4. Training & Results

This implementation of SARM was multi-task, however since there was so much data, I decided that it would be easier to evaluate and visualize it on a single task first.

Having 200 episodes for each task, I divided the data into the following sets:

“train_episodes”: 1-90,
“val_episodes”: 91-105,
“test_episodes”: 106-200

In general performance on the validation set wasn’t the best indicator of actual model performance when I analyzed it on the test dataset. Training for more steps was helpful.

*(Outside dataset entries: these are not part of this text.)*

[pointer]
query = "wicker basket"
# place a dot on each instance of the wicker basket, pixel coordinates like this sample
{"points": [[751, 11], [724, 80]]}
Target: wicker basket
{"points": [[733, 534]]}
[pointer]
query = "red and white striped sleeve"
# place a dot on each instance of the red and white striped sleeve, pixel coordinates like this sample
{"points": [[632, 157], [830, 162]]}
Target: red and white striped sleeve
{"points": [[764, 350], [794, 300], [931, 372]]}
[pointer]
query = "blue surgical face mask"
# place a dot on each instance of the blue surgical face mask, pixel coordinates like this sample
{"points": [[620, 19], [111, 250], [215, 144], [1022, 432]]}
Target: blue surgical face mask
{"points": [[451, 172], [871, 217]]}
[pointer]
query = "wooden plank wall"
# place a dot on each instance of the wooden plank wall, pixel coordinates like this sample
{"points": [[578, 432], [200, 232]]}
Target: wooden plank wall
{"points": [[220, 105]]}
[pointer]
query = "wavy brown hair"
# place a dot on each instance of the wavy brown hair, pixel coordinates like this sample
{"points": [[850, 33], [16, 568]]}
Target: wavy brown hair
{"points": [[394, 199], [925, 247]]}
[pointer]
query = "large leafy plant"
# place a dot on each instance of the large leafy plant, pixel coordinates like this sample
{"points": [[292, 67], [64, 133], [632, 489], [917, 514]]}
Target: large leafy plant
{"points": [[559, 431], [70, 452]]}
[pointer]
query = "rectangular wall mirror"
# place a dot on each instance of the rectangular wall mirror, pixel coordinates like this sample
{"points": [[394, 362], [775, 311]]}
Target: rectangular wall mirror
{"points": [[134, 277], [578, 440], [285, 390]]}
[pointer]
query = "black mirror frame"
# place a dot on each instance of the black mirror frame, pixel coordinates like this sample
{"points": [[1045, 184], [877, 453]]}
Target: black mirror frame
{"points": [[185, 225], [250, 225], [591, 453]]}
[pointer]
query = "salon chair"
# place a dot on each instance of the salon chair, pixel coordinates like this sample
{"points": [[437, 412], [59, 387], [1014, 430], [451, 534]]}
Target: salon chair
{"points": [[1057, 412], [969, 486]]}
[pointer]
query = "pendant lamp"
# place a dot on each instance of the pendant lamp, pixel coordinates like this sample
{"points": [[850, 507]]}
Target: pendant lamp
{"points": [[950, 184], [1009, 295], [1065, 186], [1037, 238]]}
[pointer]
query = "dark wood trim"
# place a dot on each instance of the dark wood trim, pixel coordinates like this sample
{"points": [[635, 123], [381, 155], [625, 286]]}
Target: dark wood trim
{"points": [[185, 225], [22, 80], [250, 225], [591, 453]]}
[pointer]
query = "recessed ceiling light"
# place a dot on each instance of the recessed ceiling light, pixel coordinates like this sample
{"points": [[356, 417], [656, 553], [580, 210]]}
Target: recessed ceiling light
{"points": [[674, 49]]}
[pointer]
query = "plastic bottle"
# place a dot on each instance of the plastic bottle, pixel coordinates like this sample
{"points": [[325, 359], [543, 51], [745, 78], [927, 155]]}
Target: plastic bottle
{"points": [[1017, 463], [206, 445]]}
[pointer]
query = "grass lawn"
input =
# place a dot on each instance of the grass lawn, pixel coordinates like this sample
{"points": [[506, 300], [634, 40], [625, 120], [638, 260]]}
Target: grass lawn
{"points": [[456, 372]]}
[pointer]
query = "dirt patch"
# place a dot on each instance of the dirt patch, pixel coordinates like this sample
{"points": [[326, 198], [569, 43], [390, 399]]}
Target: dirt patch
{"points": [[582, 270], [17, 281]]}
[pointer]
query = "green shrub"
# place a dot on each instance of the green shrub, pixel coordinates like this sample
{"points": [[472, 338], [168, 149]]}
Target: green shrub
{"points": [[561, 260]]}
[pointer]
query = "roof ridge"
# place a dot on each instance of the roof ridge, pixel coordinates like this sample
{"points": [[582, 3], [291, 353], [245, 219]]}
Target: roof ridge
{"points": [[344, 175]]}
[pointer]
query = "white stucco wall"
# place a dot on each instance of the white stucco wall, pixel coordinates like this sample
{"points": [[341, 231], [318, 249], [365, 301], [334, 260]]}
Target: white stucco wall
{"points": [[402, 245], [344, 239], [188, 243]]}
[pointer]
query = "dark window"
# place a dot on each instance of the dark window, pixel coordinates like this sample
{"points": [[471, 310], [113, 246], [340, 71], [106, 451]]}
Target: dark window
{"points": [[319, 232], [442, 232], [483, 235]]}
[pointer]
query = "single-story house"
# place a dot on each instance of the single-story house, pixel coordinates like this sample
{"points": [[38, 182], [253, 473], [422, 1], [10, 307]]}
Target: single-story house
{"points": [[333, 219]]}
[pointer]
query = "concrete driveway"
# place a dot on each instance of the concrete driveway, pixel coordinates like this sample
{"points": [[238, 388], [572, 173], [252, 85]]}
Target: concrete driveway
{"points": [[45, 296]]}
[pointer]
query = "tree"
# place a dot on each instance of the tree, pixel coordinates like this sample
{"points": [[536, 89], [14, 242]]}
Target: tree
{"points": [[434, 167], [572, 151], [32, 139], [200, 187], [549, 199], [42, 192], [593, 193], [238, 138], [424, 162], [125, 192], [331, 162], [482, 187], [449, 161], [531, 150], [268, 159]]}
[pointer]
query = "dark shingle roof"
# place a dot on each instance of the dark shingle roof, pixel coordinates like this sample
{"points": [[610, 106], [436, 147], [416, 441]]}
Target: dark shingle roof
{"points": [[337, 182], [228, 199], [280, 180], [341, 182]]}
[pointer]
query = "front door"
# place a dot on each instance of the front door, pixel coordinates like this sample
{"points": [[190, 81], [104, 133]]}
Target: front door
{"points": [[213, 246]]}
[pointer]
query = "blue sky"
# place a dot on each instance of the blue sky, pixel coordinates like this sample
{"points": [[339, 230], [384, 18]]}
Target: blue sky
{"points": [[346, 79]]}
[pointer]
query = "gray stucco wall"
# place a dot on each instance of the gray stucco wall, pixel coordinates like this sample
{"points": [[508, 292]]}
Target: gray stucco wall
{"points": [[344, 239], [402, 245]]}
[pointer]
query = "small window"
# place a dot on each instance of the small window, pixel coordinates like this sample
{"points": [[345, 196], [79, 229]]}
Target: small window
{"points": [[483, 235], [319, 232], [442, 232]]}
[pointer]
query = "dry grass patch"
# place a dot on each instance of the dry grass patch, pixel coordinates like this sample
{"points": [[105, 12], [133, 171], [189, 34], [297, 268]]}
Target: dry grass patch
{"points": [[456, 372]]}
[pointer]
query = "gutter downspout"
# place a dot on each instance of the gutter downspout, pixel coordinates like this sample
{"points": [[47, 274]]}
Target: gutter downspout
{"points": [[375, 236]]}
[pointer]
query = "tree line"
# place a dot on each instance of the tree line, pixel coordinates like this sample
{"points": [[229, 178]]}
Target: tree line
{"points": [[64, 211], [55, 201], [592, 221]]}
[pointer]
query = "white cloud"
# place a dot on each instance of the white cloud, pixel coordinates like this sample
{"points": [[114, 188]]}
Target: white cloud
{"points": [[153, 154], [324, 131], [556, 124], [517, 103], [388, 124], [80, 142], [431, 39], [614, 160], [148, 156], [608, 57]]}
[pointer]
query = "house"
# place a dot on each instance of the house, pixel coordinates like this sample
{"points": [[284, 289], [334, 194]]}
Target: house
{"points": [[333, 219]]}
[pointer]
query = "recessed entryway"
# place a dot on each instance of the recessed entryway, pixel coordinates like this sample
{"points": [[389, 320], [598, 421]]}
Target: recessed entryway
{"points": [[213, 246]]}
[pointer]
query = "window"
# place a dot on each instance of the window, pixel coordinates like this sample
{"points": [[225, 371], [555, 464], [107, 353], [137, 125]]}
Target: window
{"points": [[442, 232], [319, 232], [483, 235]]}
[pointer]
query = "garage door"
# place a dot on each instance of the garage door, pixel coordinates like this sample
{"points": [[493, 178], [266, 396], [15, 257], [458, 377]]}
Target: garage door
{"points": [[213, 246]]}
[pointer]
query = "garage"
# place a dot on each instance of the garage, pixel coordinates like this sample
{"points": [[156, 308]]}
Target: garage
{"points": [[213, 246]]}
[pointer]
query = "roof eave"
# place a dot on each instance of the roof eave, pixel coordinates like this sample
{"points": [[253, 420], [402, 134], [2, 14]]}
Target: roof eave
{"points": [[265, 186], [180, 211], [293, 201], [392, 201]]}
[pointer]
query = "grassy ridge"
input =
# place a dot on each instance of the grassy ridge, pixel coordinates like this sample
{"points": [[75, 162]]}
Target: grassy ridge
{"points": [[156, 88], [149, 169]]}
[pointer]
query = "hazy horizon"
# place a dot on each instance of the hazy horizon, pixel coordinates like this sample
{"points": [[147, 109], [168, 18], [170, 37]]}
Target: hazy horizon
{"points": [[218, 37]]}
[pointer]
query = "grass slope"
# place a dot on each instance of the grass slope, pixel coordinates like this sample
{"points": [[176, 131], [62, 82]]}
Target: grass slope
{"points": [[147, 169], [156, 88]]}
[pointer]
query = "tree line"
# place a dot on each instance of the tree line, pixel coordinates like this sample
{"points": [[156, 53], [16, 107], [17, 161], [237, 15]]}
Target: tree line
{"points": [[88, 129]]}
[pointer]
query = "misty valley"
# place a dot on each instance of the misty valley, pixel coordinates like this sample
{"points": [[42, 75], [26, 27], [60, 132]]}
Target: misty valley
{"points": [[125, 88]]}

For training details see the config and the training script. The 10k-step snapshot has been trained on a single RTX5090 over several hours. The model is also compatible with training on MPS. The key bottleneck was the dataset access and video processing.

Visualizations & analysis

I performed detailed analysis on how well the models were predicting the progress here.

Ground Truth

First, it’s important how the ‘ground truth’ data looks like, here is a visualization:

Based on the data annotations and the stage statistics I was able to generate our ‘Ground truth’ of progress. It was also a useful sanity check if the ground truth data looks right, e.g. having negative progress in the ground truth data would mean that there were bugs. We were only adding ’negative progress’ through the Rewind augmentation later on.

Comparing models vs ground truth and each other

Model checkpoint comparison vs ‘ground truth’ on a sample of episodes:

The first 3 episodes were in the training data and the 2 last ones weren’t present. You can see here that the yellow (10k steps) model is better fitted to the data in the training set.

Understanding the bias of the model

So the model wasn’t perfect, what type of mistakes was it making?

Overall, the model was leaning towards underestimating the progress. And the key problem was from predicting wrong stage number.

Applicability and Limitations

The caveat here that the task 8 was multimodal, the stages could be done in variable order, breaking the fundamental assumption of the fix stage order in SARM. Visualizations for a task fitting SARM assumptions would look better.

The SARM Assumption: Stage-Aware modeling assumes a generally linear path through semantic checkpoints (Stage 1 $\rightarrow$ Stage 2 $\rightarrow$ Stage 3…).
The Failure Case: Multimodal Progress: If a task allows for subtasks to be completed in an arbitrary order (e.g., “Tidy up the room”), the progress estimation becomes inherently multimodal, and our regression model, forced to average these possibilities, loses accuracy.

Handling different sequences of stages in demonstrations

Removing outliers

If the majority of demonstrations are done in a consistent way, then we can remove the outlier demonstrations that create confusion. (Annotations to generate ground truth are enough to blacklist such episodes).

Subtask splitting

The SARM model implemented here can handle multiple tasks.

Therefore, if a task can be done using different sequences of stages, we can transform it into set of related tasks with different demonstration variations.

If there are multiple different ways represented in similar proportions, e.g. ‘pick up toy 1’ then ‘pick up toy 2’, and the reverse, we can change into two tasks pick_up_toys_1_2, pick_up_toys_2_1.

Equal sampling

We can also decide not use SARM for such tasks.

SARM in Behavior challenge

For the BEHAVIOR challenge specifically, we were very time constrained, and we ended up not having enough time to apply the model for the final checkpoint training, additionally, only about 30% of tasks fulfilled the fixed stage ordering for SARM.

We performed quick fine tuning with weighted sampling earlier on a subset of data (not based on SARM), but it was difficult to see if it was actually helpful (eval in general was pretty challenging).

Despite these challenges, SARM remains a promising approach for datasets with proper stage annotations and sequential task structure. Our analysis on the 30% of tasks with fixed stage ordering showed the model could accurately track progress. For the remaining tasks, the subtask splitting approach outlined above could make SARM applicable, potentially enabling more efficient VLA training through intelligent data selection across the full dataset.